Si sa précédente pièce a pu compter sur moult chansons à succès pour rallier son public, la troupe mise cette fois-ci beaucoup sur le ton humoristique de 9 à 5, « un feu roulant de blagues », affirme Marie-Christine.
« Tout le monde peut plonger dans le moment même si les chansons sont moins connues. C’est gagnant pour notre public, qui est souvent un peu moins initié aux comédies musicales. La plupart des gens qui viennent nous connaissent et veulent nous encourager, mais n’aiment peut-être pas autant que nous ce genre », convient-elle en riant.
Trip de gang
Comme Productions ’90 désire que le plus d’artistes possible se donnent la réplique, la troupe choisit des pièces comportant un florilège de personnages, comme les multiples collègues de bureau du trio féminin et du patron machiste de 9 à 5.
Les créatrices ont eu le loisir de remanier les numéros de groupe (dont certains « impressionnants » dans 9 à 5, laisse entendre Marie-Christine) en fonction de la distribution. « Le gros de l’histoire reste le même, mais on l’adapte à ce qui fonctionne le mieux pour notre distribution », indique-t-elle.
En raison des nombreux changements de décor de 9 à 5, les membres s’activeront pratiquement autant dans les coulisses que sur scène, où l’on passera d’un lieu à l’autre, que ce soit l’aire ouverte des secrétaires, les toilettes, le bureau de l’exécrable patron, l’ascenseur ou les maisons des personnages.

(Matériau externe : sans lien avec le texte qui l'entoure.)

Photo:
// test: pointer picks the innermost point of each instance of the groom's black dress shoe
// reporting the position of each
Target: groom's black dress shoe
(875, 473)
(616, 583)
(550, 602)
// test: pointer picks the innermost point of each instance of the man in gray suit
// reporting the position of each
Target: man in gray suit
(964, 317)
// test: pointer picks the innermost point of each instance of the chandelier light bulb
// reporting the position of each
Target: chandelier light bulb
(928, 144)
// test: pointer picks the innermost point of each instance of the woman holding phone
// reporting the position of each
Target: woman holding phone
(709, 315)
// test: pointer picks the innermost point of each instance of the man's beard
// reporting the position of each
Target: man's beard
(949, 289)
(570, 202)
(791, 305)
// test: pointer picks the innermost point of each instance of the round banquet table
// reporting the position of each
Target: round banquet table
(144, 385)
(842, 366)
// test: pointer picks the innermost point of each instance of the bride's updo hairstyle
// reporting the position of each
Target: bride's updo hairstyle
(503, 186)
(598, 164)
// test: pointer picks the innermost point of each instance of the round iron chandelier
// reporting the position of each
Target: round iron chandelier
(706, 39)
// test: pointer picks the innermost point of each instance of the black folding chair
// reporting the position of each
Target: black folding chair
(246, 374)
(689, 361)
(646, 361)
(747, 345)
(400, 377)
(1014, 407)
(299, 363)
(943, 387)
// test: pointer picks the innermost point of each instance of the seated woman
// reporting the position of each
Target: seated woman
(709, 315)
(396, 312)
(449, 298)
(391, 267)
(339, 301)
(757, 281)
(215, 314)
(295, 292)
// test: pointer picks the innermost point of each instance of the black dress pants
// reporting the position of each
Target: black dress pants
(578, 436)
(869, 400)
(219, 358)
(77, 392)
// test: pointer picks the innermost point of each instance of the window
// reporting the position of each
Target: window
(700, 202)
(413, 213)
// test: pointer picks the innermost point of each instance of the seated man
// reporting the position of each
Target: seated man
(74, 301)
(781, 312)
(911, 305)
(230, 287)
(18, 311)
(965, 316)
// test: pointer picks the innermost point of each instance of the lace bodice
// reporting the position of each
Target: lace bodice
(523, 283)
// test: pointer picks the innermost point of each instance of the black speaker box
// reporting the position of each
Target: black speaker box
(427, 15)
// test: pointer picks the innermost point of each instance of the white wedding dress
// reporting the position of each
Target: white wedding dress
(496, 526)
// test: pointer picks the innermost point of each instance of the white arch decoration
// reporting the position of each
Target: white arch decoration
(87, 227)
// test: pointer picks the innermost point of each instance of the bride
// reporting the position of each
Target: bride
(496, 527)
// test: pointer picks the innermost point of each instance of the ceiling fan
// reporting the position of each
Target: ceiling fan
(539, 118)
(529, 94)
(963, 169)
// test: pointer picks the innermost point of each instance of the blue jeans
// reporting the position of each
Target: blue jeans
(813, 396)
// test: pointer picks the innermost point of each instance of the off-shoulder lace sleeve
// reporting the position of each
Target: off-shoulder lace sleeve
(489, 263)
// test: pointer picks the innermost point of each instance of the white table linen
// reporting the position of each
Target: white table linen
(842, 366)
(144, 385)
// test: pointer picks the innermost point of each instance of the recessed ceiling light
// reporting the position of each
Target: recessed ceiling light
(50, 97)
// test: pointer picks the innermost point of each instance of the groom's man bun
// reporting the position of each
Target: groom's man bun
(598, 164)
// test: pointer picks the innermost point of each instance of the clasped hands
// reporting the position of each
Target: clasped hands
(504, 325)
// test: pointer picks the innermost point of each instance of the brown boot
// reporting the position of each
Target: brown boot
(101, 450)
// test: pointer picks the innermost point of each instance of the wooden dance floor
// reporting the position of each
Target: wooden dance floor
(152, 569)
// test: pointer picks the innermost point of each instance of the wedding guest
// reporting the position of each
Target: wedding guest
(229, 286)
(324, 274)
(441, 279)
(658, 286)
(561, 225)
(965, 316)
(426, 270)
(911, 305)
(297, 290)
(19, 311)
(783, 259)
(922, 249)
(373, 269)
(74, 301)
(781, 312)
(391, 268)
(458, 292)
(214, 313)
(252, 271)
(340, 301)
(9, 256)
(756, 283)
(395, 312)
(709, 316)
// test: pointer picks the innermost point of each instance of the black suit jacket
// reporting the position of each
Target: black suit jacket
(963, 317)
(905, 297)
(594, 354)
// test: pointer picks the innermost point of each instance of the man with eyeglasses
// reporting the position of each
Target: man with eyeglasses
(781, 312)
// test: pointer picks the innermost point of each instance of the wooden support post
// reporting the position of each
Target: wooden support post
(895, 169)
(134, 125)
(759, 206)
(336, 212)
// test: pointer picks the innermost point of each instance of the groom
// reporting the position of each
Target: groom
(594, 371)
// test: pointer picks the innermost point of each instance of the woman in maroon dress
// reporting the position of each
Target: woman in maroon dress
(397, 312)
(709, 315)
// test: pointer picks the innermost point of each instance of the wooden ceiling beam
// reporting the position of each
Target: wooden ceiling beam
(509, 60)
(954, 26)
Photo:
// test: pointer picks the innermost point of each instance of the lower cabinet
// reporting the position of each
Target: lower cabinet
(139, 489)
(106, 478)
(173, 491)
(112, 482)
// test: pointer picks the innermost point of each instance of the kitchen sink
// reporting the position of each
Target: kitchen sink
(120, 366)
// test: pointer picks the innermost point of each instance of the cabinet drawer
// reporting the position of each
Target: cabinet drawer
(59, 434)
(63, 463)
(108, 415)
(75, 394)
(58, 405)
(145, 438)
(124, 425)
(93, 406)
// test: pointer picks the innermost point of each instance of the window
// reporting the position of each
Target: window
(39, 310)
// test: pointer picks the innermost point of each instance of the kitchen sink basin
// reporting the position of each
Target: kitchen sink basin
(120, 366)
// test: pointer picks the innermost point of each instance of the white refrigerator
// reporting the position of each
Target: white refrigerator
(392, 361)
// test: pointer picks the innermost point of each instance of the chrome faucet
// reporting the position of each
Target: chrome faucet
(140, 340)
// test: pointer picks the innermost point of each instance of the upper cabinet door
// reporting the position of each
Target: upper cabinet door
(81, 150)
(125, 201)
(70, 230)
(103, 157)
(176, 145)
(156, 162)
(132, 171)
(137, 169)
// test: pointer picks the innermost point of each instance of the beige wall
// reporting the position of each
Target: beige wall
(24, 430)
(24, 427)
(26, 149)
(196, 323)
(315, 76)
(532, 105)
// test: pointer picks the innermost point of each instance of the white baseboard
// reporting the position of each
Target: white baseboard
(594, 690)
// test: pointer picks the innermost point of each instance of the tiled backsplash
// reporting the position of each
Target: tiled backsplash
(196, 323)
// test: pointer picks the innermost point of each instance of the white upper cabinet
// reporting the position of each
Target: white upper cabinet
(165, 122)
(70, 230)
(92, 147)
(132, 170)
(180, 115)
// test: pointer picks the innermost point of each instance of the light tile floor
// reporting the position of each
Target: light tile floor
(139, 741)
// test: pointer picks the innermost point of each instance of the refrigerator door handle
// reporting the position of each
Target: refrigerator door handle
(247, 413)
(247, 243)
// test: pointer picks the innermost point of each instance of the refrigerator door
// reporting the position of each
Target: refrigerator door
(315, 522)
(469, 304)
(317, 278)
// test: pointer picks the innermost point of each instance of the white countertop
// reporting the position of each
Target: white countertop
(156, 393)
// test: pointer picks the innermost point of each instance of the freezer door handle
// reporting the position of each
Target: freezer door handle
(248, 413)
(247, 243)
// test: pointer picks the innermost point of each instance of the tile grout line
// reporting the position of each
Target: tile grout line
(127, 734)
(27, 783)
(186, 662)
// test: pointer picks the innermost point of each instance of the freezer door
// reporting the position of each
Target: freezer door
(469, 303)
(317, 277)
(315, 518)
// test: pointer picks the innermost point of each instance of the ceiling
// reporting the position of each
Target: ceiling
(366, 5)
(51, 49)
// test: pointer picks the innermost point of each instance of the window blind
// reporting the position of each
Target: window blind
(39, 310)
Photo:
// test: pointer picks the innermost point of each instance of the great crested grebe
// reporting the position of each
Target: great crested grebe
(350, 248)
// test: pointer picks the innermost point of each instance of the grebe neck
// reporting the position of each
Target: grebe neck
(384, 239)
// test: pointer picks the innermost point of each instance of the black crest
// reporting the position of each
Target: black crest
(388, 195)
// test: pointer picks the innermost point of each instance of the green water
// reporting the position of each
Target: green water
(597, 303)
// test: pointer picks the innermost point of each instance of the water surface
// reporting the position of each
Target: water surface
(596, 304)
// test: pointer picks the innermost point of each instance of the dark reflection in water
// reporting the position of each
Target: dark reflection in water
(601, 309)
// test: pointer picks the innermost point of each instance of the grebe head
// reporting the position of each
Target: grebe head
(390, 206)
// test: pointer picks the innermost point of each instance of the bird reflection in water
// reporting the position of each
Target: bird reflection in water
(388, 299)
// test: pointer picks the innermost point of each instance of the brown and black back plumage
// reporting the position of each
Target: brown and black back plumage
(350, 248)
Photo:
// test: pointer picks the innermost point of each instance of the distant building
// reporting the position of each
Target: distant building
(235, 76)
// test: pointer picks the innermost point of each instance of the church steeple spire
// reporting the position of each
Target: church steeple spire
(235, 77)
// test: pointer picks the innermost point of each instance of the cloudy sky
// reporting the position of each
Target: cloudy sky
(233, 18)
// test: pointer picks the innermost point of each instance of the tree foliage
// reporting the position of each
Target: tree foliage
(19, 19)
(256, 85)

Afin de passer promptement d’un décor à l’autre, l’équipe a construit d’imposantes tours mobiles aux différentes façades, un défi conceptuel en soi, relève Marie-Christine.
L’art de l’adaptation
Autre défi de taille : adapter de l’anglais au français le scénario ainsi que les nombreuses chansons de 9 to 5, dont la troupe a acheté les droits. De l’avis d’Annie et de Marie-Christine, il s’agit en fait de l’étape la plus ardue.
« Il faut que ça rime, que les mots rentrent dans la rythmique. Il y a beaucoup de trucs à prendre en compte », fait observer la metteuse en scène.
Les créatrices au cœur du projet ont voué un été entier à l’adaptation, optant pour un langage familier, idoine dans un bureau où se fomente une révolte — « ce n’est pas la bourgeoisie! », rigole Marie-Christine —, tout en tentant d’éviter au possible les anglicismes.
Troupe pas si amateur
Le professionnalisme est assurément au rendez-vous au sein de Productions ’90, organisme à but non lucratif dont les membres fondateur.trice.s ont grandi durant la décennie du grunge ou sont né.e.s durant cette période.
Au sein de la troupe, qui aspire à monter une comédie musicale par année, se côtoient tant des personnes qui travaillent au sein du milieu artistique (Velours Velours, qui participe en ce moment aux Francouvertes, est du lot!) ou dans des sphères connexes que des professionnel.le.s de l’enseignement, du travail social ou de la santé. C’est le cas d’Annie Brasseur, qui est médecin de famille.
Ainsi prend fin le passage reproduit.